Australia: TMC Bulletin: 2006 The Year In Review

Last Updated: 17 January 2007
Article by Andrew Chalet and Anthony James Conaghan

The Trade Marks Amendment Act 2006 significantly amends the Trade Marks Act 1995 as set out below. The Intellectual Property Laws Amendment Act 2006 makes some additional amendments to the Act.

The amendments have either already come into effect or will do so early next year.

Trade mark ownership and dealings

The Act previously provided that an owner of a registered trade mark could deal with that trade mark subject to any rights vested in another person. The Act now provides that the power of a registered owner of a trade mark to deal with the trade mark is limited only by any rights appearing in the Trade Marks register. The amendment brings the Act into line with the Patents Act 1990 and Designs Act 2005.

Additionally, the Act now provides that equities in relation to a registered trade mark may be enforced against the trade mark owner except to the prejudice of a purchaser in good faith, mirroring provisions in the Patents Act and Designs Act.
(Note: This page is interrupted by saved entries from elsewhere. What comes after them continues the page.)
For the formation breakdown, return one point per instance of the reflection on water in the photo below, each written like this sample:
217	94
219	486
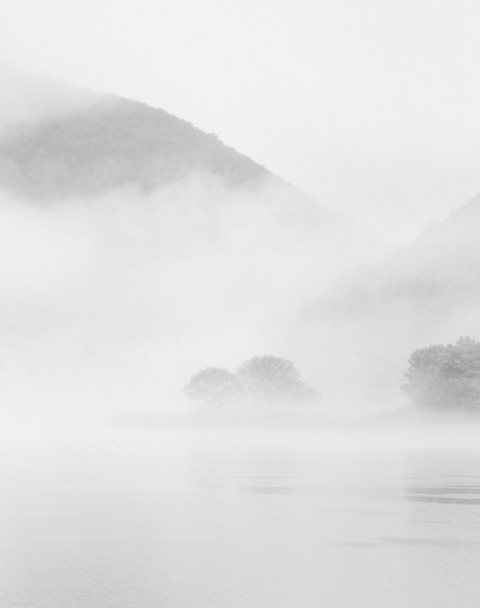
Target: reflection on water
235	519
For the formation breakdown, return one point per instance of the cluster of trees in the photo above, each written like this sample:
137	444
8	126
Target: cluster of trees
260	381
445	377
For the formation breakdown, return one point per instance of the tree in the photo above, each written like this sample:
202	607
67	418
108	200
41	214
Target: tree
445	377
215	387
272	379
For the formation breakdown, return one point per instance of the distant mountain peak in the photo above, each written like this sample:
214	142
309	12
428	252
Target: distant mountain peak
111	142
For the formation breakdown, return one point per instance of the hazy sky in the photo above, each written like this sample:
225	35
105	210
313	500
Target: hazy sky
370	106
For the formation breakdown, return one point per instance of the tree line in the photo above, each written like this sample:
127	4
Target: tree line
445	377
438	378
260	381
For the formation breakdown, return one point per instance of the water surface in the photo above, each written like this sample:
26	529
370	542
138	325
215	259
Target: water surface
237	518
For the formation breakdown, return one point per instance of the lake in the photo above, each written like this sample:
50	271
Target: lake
239	518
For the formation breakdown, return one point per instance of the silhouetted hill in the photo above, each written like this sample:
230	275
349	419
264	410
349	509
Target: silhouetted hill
425	292
112	143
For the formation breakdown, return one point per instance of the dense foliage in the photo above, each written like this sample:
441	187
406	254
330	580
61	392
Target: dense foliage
445	377
274	379
113	143
215	387
260	381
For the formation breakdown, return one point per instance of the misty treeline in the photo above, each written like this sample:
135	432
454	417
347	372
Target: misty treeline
445	377
261	382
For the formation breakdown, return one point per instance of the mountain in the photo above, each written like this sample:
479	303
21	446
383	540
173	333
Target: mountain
112	143
425	292
192	254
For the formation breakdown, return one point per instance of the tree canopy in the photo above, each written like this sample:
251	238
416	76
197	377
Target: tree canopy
260	381
272	379
445	377
215	387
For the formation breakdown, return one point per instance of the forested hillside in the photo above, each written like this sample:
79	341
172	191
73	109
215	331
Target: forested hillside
113	143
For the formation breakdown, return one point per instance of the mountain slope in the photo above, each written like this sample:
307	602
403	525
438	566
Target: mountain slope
426	292
112	143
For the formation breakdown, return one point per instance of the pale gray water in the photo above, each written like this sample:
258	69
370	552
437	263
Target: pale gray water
183	519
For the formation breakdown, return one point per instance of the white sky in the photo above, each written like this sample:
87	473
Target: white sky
373	107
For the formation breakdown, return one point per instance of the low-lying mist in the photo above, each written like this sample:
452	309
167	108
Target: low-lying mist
109	305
Only a person with a legal personality (and unincorporated associations for collective trade marks) can apply for a trade mark. Although this was the position under the general law (subject to collective trade mark ownership which was dealt with under the Act previously), this was not expressly stated under the Act.


The Act now:

(a) Allows an opposition where a mark has been accepted because of prior use, by taking into account the opponent’s accrued common law rights prior to those of the applicant. Previously, the opponent could not raise those accrued rights;

(b) Provides that it is no longer necessary, for an opposition based on well known marks, that the marks be substantially identical or deceptively similar. It is now sufficient if the opposed mark will cause confusion or deception;

(c) Provides that it is only possible to oppose an application that contains a geographical indication where the goods specified by the application are similar to those covered by the geographical indication or would otherwise be likely to deceive or cause confusion. It was previously possible to oppose an application containing a geographical indication whether or not the goods or services had an association with that indication; and

(d) Enables a person to oppose an application on the basis that the applicant set out to register their mark in bad faith.
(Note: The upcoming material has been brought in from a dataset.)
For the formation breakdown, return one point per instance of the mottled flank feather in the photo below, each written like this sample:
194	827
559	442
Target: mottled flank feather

Trade marks may now be removed from the trade marks register if they are likely to deceive or cause confusion to consumers at the time an application to remove them from the register is made. It was not previously clear under the Act that trade marks registered under previous Acts could be removed for grounds of removal not available at the time those trade marks were registered. The amendment is intended to make it clear that any trade marks can be removed if likely to deceive or confuse whether or not registered under the current or a previous Act.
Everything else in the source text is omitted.